ここのまま電話が切れちゃったら、4月からもきっとわたしは同じ苦しみを味わう。
登校の時は春希くんに会えるのがすごく嬉しいのに、帰りは告白できなくて泣きそうになる。
それなのに家に帰ってもずっと春希くんのことが頭から離れない。
そんなことを繰り返すのはもう嫌。
週末は家に帰ってから月曜の朝までずっと春希くんのことを想ってしまう。
嬉しいけど、苦しい。ドキドキが辛い。
今日は春希くん笑ってた。お友達と話してて楽しそうだった。
その笑顔、わたしに向けて欲しい。わたしに向かって微笑んで欲しい。
そばにいたい、手、繋ぎたい。抱きしめてもらいたい・・・
全部繋がって一つになってしまいたいというくらいの思いを、ここ半年くらいは特にひどく思い続けている。

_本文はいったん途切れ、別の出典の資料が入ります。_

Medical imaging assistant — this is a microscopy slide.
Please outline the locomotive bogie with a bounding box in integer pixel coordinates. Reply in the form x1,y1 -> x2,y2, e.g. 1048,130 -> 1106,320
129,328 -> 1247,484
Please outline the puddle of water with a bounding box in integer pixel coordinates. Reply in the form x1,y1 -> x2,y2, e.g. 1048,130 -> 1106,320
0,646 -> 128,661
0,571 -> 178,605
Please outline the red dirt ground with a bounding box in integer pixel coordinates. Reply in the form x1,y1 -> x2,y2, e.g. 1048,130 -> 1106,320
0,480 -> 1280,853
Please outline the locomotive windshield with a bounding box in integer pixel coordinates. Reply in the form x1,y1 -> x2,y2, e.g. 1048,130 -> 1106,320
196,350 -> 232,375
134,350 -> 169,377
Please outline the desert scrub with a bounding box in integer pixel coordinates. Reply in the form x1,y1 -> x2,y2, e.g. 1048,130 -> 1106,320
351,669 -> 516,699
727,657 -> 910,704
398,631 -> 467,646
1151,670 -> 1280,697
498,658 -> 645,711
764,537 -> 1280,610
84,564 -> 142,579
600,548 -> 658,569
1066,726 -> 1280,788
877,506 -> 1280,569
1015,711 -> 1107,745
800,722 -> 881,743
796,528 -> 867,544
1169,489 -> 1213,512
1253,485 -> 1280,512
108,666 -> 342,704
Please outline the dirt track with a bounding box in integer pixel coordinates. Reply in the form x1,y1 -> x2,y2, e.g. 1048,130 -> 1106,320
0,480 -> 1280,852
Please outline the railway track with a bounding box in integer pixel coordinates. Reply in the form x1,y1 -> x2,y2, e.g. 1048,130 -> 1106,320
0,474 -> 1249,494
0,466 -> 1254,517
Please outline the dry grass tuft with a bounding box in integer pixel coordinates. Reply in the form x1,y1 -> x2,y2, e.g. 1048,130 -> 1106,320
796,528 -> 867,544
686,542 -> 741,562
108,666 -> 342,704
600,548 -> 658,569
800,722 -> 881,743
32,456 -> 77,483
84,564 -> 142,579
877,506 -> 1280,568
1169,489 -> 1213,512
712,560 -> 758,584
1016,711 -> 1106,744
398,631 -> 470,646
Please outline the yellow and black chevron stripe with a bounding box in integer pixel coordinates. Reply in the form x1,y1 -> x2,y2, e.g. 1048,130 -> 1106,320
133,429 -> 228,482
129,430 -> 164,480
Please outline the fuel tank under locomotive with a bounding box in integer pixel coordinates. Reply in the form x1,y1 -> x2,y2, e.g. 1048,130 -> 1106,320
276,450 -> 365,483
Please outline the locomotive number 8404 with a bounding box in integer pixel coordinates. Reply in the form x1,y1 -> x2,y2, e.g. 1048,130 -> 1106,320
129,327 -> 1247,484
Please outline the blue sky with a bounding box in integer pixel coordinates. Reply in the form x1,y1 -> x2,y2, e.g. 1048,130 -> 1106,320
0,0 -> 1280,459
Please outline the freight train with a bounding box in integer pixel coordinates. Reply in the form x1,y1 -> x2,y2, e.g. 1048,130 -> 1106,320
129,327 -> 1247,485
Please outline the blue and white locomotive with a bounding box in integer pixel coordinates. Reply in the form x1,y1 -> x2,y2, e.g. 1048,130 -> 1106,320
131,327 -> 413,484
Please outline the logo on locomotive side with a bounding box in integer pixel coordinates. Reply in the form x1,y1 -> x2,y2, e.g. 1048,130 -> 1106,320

3月に入ってから告白しなきゃって思い始めて、ご飯も喉を通らなくなって、気づいたら3kgも痩せていた。
ママがすごく心配してた。
苦しい、苦しい、くるしい・・・
人を好きになるって嬉しいことのはずなのに、なんでこんなに苦しまなきゃいけないの?
なんでこんなに泣きたくなるの?
もう、いや・・・
震えるスマホを持ったままそんなことを考えていたら、振動が止まってしまった。
「あっ・・・」
私はベッドに正座したまま、だらんと両手を落とした。
「・・・なんで、なんで出なかったの・・・」
自分の愚かさに天井を見上げる私。
そのままどれくらい呆然としていたのだろう。
気づくと右手にある何かが震えていてた。
「・・・電話?」
涙で目が霞んでいた私は、名前も見ずに通話ボタンを押した。
「・・・はい」
まるで力のない声。
「よかった!もう寝てるのかと思ったよ」
あれ?なんだか聞き覚えのある声・・・って春希くん⁉︎
気づいた瞬間、私の頭の中は真っ白になった。
「・・・あれ?小野、だよな?聞こえてる?」
「ははは、はい!聞こえてます!」
「そっか、よかった。あ、あのさ・・・」
まだ少し寒い春の夜。私は、心も身体も、指の先まで温もりに包まれていくのを感じた。